The U.S. Supreme Court denied applications by fossil fuel companies to halt three climate liability lawsuits against them. The court’s order allows the cases filed by Baltimore, Rhode Island and three Colorado communities to proceed in state court while the companies pursue appeals to move the cases to federal court. 

The Supreme Court rulings, issued Tuesday, continue a string of rejections of the companies’ attempts to stay the litigation. In the Baltimore case, a judge for the Fourth Circuit Court of Appeals, which is considering the companies’ appeal, denied a motion for a stay earlier this month. District Court Judge Ellen Hollander, who issued the initial decision that the case should be in state court, also refused to pause the case in July. 

The other cases have followed a similar pattern, although in the case of the Colorado lawsuit, the two companies sued—Exxon and Suncor—made the extraordinary step of asking the Supreme Court to completely reverse a lower court decision before it has even considered the appeal.

Plaintiffs in these cases allege state law claims like nuisance and trespass as well as product liability claims and violation of state consumer protection law. The suits contend that the companies engaged in campaigns to undermine climate science and mislead the public on the role of fossil fuels. In each, the cases were filed in state courts. But fossil fuel companies are fighting to have them heard in federal court, where they have largely been successful in fending off earlier climate lawsuits. 

Baltimore’s case is now the furthest along of the climate liability tort cases. These suits demand that fossil fuel companies help pay for costs associated with climate impacts they knew their products would cause. 

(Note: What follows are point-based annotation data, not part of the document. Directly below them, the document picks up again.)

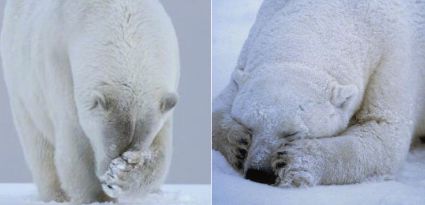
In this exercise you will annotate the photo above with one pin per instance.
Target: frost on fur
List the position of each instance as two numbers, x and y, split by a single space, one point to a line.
92 86
329 92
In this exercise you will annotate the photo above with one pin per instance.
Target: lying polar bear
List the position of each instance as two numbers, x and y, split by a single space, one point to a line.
92 85
325 92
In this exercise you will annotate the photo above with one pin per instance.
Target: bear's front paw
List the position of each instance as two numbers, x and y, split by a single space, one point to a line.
120 175
233 142
295 165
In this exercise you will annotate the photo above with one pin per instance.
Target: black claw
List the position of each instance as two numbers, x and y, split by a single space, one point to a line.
242 152
280 165
238 165
243 141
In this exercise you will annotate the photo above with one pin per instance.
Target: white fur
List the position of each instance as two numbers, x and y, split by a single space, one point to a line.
331 92
88 81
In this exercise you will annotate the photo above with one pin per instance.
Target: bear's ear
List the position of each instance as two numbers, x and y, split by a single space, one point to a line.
343 95
168 101
239 76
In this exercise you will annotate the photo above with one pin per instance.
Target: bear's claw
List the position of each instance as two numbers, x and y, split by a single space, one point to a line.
118 177
292 164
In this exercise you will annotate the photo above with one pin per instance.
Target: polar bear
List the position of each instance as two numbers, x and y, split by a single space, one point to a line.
325 92
92 87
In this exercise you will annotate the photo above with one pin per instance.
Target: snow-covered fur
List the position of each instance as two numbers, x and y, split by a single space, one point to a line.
92 85
325 92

“This is a win for the City of Baltimore, bringing us one step closer to putting the high costs of adapting to and surviving the harmful consequences of climate change where they belong: on the fossil fuel companies who knowingly caused the crisis in the first place,” Baltimore City Solicitor Andre Davis said in response to the Supreme Court’s order. “It is also another step towards justice for the communities harmed by the fossil fuel companies’ actions, who are suffering because that industry continues to hide behind lawyers, lobbyists, public relations firms, and an avalanche of misinformation. The City of Baltimore is ready to prove its case in state court.” 

The Supreme Court’s order clears the way for trial preparations in each case, including discovery. In Maryland state court, the companies’ appeal of Hollander’s remand decision is still pending, with oral arguments scheduled in the Fourth Circuit for Dec. 11.

The First Circuit will hear the companies’ appeal of Rhode Island’s case and the Tenth Circuit will consider the Colorado case.

A Chevron spokesman said the company had no comment on the Supreme Court order. The National Association of Manufacturers, which has vehemently opposed climate liability lawsuits and filed an amicus brief supporting the fossil fuel companies, did not respond to a request for comment. 

In order for the Supreme Court to grant a stay, applicants are required to meet several criteria, including demonstrating they will be irreparably harmed if a stay is denied. Several climate law experts told Climate Liability News it was clear the companies did not meet these standards, which are intentionally strict.

“I’m not surprised,” said UCLA law professor Ann Carlson, who has contributed pro-bono consulting to some of the California plaintiffs in other climate liability lawsuits. “The case doesn’t impose any harm on the defendants other than having to engage in discovery, which is not a harm the Court would concern itself with.” 

Patrick Parenteau, professor at Vermont Law School, said the companies could try again to have the Supreme Court intervene but it is unlikely to usurp the appeals process in the lower courts. 

“I do think they will try again as soon as one of the circuits issues a decision,” he said. “The companies could try before that if discovery really heats up in one of the remanded cases but I doubt that would be enough to prod the Supreme Court to intervene. The costs and inconvenience to some of the world’s largest corporations hardly amounts to irreparable harm.” 

Attorney Vic Sher of the firm Sher Edling, which is involved in some of the climate liability cases including Baltimore, Rhode Island and a set of California communities, said he was pleased to see the Supreme Court reaffirm the lower courts’ refusal to stay proceedings. 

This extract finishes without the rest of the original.